Disasters fuelling homelessness in Northern Rivers

The Housing, Homelessness and Disasters National Symposium Final Report said recovery efforts must do more to protect people who are renting, living in insecure housing or already without a home when disaster strikes. Photo: SUPPLIED
A NATIONAL report has warned that climate disasters are worsening Australia’s housing crisis, with the Northern Rivers identified as one of the most at-risk regions.
The Housing, Homelessness and Disasters National Symposium Final Report, released in June by the Australian Red Cross, Homelessness Australia and HowWeSurvive UNSW, said recovery efforts must do more to protect people who are renting, living in insecure housing or already without a home when disaster strikes.
The report uses the 2022 Northern Rivers floods as an example of how a single event can overwhelm housing supply, noting the disaster hit an already overheated rental market and left thousands unable to return home.
It draws on earlier figures showing thousands of homes were uninhabitable or damaged and that many people remained in temporary accommodation including pod villages and caravans more than a year later.

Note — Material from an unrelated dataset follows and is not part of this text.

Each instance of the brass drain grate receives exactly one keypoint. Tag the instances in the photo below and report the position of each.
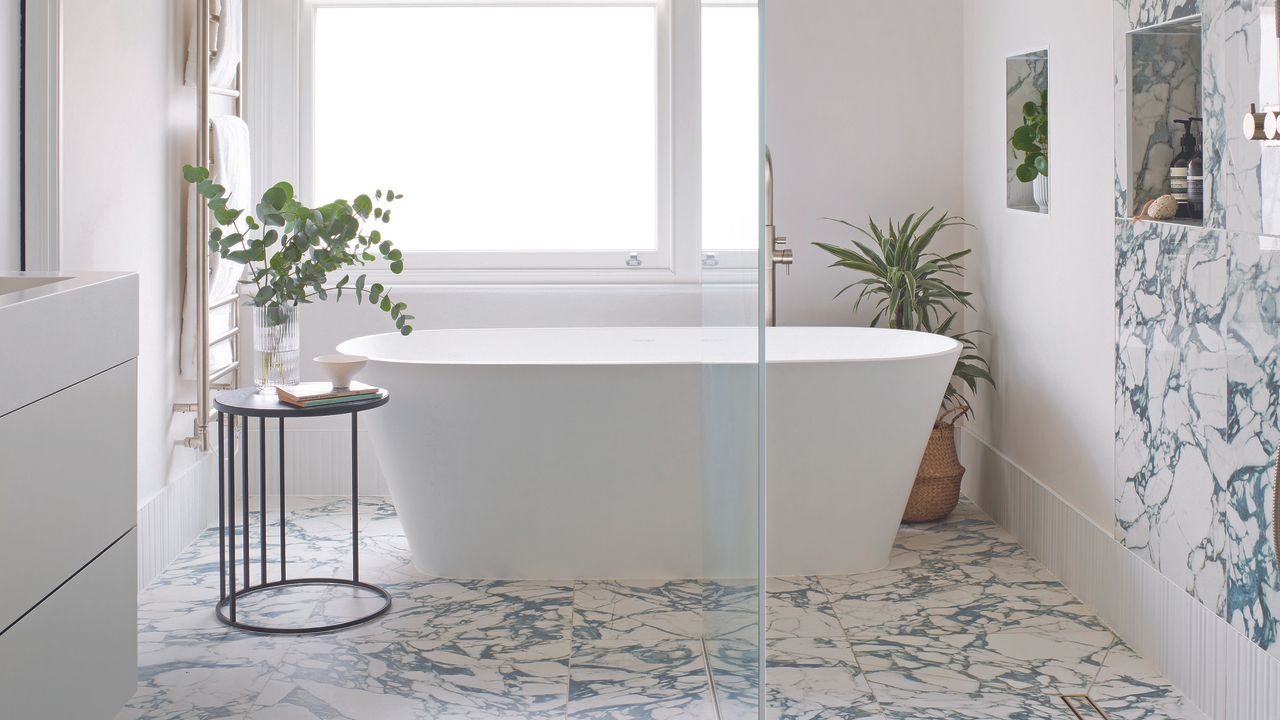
(1083, 707)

Australian National University lecturer in anthropology Timothy Heffernan, in an article published in The Conversation, said disasters are “worsening the housing shortage, rendering more people at risk of homelessness.”

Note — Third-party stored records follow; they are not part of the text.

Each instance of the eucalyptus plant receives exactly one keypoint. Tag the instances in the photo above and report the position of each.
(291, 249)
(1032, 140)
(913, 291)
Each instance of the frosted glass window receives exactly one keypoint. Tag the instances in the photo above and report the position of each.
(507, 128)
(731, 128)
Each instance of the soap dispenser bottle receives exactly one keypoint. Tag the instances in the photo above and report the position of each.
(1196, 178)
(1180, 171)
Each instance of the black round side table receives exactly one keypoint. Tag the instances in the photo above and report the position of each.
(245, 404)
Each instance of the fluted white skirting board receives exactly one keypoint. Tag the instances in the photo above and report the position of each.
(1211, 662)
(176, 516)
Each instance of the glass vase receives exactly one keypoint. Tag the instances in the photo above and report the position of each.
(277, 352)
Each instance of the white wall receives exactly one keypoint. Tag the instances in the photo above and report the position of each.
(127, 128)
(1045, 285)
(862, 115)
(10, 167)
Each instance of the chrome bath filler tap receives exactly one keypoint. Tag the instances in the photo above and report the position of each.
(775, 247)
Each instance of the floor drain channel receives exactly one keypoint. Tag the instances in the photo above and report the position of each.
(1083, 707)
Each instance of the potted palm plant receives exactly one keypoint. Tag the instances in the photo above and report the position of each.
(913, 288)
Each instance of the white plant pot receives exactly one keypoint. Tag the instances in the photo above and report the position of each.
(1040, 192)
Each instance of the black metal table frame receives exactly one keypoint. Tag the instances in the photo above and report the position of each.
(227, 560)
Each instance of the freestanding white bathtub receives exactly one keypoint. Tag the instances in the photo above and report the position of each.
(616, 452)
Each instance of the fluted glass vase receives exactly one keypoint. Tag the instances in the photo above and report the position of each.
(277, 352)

Heffernan noted that homeowners were often able to access insurance or repair funds, while renters faced “increased competition in an already tight market.”
The symposium report calls for a national framework linking disaster response, housing and homelessness policy. It recommends stronger protections for renters, pre-disaster planning to secure temporary and long-term housing, and more climate-resilient social and affordable housing.
It also urges governments to improve coordination between housing, health and social services, adopt “no wrong door” service access policies, and identify land that could be used for emergency housing before disaster occurs.
In the Northern Rivers, the symposium identified the strain on local services when thousands were displaced at once, along with gaps in data sharing and governance. It also recorded examples of effective responses, including trauma-informed, community-focused support in temporary housing villages.
Heffernan argued that homelessness planning “should be part of disaster planning, and vice versa” so that housing type and tenure do not put people at risk when future disasters occur.